Human consciousness is one of the grand mysteries of our time on earth. How do you know that you are “you”? Does your sense of being aware of yourself come from your mind or is it your body that is creating it? What really happens when you enter an “altered” state of consciousness with the help of some chemical or plant? Are animals conscious? While you would think this basic enigma of our self-awareness would be at the forefront of scientific inquiry, science does not yet have strong answers to these questions.
One way to think of consciousness is to conceive of it as a byproduct of numerous computations that are happening in your brain.
The integrated information theory, created by neuroscientist Giulio Tononi of the University of Wisconsin-Madison, proposes that conscious experience is an integration of a great of amount of information that comes into our brain, and that this experience is irreducible. Your brain interweaves a sophisticated information web from sensory and cognitive inputs.
The global workspace theory of consciousness, developed by Bernard Baars, a neuroscientist at the Neurosciences Institute in La Jolla, California, says that maybe consciousness is simply the act of broadcasting information around the brain from a memory bank.

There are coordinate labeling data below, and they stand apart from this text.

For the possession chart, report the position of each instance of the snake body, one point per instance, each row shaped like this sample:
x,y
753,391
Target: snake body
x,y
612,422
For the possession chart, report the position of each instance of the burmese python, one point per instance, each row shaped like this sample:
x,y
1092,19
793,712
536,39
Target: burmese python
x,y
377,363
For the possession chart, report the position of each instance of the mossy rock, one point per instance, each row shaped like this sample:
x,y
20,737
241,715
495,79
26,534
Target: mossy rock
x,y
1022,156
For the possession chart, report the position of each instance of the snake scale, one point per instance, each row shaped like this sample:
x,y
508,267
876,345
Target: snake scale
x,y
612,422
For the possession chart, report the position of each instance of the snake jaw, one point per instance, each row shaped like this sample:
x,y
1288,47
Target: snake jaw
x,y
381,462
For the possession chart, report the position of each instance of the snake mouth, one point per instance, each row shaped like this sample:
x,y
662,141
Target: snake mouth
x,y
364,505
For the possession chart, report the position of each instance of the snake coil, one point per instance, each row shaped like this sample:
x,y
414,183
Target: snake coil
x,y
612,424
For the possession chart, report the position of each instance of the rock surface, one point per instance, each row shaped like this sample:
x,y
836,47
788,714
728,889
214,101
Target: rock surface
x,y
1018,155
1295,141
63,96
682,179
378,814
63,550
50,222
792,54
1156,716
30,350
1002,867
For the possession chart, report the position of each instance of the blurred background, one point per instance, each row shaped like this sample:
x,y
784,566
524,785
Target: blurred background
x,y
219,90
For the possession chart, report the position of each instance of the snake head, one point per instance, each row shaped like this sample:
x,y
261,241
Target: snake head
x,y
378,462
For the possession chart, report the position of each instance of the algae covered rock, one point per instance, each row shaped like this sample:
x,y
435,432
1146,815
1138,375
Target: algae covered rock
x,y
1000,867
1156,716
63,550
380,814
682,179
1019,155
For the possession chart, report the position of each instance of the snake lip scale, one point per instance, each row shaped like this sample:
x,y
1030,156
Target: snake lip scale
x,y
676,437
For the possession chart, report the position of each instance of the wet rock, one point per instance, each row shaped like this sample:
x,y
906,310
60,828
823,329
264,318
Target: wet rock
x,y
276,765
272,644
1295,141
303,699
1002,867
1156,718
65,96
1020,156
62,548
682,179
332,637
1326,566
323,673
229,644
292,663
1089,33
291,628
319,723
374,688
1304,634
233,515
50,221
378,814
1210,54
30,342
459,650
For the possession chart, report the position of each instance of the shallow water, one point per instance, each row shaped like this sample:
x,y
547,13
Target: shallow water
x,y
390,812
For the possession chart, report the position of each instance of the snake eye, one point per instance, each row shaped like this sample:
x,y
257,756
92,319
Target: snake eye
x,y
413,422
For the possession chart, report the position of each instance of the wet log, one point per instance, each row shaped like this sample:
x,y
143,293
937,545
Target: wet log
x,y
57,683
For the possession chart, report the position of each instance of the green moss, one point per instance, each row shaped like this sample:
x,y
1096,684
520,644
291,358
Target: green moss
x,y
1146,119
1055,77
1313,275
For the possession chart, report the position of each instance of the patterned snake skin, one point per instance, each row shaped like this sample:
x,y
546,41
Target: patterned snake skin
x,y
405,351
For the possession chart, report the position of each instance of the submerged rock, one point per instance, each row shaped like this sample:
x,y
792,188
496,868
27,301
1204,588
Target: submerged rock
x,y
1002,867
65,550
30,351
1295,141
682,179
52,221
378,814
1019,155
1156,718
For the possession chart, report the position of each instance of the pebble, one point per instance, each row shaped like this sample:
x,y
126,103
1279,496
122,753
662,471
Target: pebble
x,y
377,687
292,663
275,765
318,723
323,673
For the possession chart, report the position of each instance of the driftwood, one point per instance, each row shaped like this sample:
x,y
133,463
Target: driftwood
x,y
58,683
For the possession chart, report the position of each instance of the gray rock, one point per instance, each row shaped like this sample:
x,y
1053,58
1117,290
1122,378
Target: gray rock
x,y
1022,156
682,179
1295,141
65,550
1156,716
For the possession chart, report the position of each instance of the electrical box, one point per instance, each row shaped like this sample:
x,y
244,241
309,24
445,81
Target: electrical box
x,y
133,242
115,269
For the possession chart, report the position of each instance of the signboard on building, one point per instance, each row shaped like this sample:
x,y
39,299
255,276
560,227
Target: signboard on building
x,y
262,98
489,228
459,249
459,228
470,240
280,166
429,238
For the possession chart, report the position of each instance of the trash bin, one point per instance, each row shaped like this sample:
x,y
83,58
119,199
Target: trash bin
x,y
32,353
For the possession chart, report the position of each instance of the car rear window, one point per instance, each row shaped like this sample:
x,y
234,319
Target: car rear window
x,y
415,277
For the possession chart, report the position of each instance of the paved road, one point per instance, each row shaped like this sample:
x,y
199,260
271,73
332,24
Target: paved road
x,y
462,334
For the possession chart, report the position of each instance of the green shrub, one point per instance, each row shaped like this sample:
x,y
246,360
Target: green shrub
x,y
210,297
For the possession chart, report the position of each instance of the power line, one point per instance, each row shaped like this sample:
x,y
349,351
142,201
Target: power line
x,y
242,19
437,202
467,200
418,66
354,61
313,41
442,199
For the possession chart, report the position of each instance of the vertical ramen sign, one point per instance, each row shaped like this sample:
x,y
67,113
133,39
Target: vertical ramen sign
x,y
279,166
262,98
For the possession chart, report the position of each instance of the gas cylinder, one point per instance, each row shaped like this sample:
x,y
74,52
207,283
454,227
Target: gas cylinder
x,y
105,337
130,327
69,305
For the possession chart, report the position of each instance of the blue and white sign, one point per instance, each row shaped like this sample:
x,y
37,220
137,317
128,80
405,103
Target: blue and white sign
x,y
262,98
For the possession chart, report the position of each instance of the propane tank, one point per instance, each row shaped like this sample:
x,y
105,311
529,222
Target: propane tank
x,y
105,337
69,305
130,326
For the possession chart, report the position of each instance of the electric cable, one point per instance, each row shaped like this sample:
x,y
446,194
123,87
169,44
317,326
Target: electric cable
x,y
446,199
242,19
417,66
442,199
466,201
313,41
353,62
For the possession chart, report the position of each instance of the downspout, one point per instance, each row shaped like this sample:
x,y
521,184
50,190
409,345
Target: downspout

But there are some who think our attempts at understanding the nature of consciousness through neuroscience are doomed to fail unless quantum mechanics is involved. World-renowned Oxford University mathematical physicist Sir Roger Penrose, for one, thinks that consciousness has quantum origins.

Together with noted anesthesiologist Stuart Hammeroff, who teaches at the University of Arizona, Penrose came up with the Orchestrated Objective Reduction theory of the mind. The theory is somewhat outlandish, but cannot be easily dismissed considering that Roger Penrose is regarded by many as one of the world’s most brilliant people for his contributions in cosmology and general relativity. He is known also for his prize-winning work with Stephen Hawking on black holes. Physicist Lee Smolin once remarked that Penrose is “one of the very few people I’ve met in my life who, without reservation, I call a genius.”